# Performance injectors 335D



## bossebrutal (Jan 23, 2014)

Hello all!
Im new to the forums and I'm planing to do something really nice to my 2007 bmw 335D european model!

Im looking for some performance injectors that can handle 600hp, any one know where i can find injectors that will fit? Thanks!


----------



## stevers (Oct 20, 2013)

Don't know of any aftermarket ones. Do you realize you would need 630 ft/lbs at 5000 rpm to make 600 peak HP? A more realistic goal would be peak torque around 3700 RPM but even so you're talking around 825ft/lbs just to reach 600HP.

In either of those cases, you're on borrowed time with the tranny.


----------



## Hoooper (Jun 17, 2013)

best bet on the injector front would be to find out what injectors we have then look for trucks using the same injectors and upgrades for those injectors. If you cant find that, you can maybe find someone to tune the injectors.


----------



## TDIwyse (Sep 17, 2010)

http://extrudehoneafm.com/

I've used them on some injectors for my jeep/cummins conversion. They can precisely increase the nozzle openings on fuel injectors to increase volume of fuel injected. There are other methods used as well.

The concern I'd have is that the DDE "learns" the flow characteristics of the injectors and compensates for it. If you open up the flow too much then it's possible the DDE would start noticing and throw codes. For example, there's been lots of people with issues where the DDE starts flagging injector codes "cylinder X fuel injector offset learning at minimum limit".

See attachment for description how the DDE "learns" individual injector behavior from the BMW Diesel Tech pdf.


----------



## bossebrutal (Jan 23, 2014)

Thanks so much for the comments! Well i know but it would be wicked awesome! Its been someone here in sweden that have rebuilt his auto tranny for a manual, that would have been really nice !

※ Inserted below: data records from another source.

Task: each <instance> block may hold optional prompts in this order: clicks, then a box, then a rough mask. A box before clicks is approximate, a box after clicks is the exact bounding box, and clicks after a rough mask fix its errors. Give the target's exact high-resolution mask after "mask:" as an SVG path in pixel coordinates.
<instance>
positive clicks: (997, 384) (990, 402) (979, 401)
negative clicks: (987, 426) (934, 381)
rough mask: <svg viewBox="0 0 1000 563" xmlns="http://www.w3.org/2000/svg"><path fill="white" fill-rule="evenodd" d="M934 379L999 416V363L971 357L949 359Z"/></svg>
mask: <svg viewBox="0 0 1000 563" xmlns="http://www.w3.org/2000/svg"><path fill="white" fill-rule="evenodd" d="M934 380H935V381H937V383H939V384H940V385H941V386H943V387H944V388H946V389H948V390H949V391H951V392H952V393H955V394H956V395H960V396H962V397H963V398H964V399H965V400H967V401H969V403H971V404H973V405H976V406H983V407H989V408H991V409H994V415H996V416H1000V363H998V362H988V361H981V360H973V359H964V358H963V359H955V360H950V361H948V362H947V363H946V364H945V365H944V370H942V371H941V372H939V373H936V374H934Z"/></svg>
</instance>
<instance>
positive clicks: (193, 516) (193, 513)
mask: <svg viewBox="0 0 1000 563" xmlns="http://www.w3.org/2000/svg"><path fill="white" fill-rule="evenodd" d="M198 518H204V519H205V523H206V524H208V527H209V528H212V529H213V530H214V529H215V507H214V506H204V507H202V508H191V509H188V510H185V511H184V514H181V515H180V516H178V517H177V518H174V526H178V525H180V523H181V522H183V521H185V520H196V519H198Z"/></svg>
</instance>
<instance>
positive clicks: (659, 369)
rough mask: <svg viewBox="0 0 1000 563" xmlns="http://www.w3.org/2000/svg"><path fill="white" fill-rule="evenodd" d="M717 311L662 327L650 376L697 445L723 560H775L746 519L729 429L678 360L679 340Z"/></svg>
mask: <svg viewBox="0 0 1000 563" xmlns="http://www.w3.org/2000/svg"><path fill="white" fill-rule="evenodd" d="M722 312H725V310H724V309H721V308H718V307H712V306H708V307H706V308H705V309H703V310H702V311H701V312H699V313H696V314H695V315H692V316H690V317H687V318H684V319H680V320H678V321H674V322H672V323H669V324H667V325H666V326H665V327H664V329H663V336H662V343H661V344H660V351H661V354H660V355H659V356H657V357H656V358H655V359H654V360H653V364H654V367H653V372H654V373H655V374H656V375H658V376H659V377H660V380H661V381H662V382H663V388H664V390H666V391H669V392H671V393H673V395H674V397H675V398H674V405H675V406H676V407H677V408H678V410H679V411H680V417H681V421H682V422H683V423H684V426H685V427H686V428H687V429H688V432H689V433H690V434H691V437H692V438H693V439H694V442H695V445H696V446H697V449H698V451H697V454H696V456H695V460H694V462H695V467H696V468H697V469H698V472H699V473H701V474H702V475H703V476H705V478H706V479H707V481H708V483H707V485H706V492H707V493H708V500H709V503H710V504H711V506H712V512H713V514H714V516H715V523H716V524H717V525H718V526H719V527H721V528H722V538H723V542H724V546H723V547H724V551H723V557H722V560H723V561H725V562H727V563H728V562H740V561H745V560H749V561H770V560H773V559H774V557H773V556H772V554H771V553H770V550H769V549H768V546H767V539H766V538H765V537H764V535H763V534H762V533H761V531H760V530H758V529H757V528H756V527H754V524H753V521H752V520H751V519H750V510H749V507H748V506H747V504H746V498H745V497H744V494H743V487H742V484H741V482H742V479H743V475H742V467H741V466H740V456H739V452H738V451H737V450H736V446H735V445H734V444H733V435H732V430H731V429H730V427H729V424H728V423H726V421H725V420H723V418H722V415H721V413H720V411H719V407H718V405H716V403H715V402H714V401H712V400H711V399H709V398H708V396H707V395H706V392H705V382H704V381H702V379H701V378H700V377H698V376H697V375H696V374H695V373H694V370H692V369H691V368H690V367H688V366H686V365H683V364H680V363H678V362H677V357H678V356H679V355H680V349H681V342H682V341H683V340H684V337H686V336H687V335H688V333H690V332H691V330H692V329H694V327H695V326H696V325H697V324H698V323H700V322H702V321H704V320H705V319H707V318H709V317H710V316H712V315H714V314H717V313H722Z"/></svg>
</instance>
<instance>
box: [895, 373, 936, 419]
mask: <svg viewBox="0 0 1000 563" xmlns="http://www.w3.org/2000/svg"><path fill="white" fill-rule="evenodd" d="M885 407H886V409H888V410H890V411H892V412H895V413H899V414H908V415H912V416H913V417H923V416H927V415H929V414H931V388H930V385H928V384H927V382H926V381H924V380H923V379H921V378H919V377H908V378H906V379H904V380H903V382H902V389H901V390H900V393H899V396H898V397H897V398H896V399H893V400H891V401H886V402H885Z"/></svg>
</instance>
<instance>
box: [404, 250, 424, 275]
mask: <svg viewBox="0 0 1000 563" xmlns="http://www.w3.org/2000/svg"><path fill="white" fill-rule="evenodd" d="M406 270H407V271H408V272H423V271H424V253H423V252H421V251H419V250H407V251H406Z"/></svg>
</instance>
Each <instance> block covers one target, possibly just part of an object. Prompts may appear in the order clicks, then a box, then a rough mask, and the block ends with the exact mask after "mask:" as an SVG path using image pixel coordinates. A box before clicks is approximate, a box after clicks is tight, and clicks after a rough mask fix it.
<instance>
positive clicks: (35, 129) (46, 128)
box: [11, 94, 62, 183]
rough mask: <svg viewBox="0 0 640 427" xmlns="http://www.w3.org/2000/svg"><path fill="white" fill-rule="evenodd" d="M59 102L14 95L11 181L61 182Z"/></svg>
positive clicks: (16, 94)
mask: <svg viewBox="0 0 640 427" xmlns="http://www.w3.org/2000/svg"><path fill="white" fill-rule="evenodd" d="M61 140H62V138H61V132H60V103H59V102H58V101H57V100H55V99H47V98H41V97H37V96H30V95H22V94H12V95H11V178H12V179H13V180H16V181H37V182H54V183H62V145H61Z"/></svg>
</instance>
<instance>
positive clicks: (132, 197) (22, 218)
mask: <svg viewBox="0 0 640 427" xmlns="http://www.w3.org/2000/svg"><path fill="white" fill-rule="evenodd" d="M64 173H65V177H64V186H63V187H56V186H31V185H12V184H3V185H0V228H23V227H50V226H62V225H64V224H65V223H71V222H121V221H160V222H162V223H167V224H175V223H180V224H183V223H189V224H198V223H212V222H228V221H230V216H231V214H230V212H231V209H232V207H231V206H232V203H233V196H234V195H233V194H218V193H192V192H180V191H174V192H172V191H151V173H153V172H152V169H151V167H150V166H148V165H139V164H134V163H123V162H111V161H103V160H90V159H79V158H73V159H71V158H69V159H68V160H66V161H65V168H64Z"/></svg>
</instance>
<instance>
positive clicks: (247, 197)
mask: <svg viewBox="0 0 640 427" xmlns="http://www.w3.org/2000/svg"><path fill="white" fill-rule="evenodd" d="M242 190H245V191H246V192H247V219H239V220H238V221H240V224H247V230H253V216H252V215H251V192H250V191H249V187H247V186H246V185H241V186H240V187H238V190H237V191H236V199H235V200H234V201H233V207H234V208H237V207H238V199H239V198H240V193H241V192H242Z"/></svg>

Hmm i found injectors that could handle the power but they don't fit. even been in contact with bosch sweden and even they couldn't help me :dunno:
now i having a mail communication with a czech company that many can help me so I'm hoping for the best!


----------



## hotrod2448 (Jun 2, 2007)

bossebrutal said:


> Thanks so much for the comments! Well i know but it would be wicked awesome! Its been someone here in sweden that have rebuilt his auto tranny for a manual, that would have been really nice !
> 
> Hmm i found injectors that could handle the power but they don't fit. even been in contact with bosch sweden and even they couldn't help me :dunno:
> now i having a mail communication with a czech company that many can help me so I'm hoping for the best!


You may try contacting Bosch Motosport (different than just Bosch) and see if they have or could create an option. If not you may consider having the head machined to accept an injector that can supply enough fuel to meet your goals. With everything else required to support those power levels (possibly larger turbos, intercooler, fuel system upgrades, clutch/torque converter, trans, diff, half shafts, cooling system, ECU tuning, etc...a little machine work probably isn't deal breaker. 

http://www.bosch-motorsport.de/media/msd/downloads/dokumentation/Catalog_Edition_2014.pdf


----------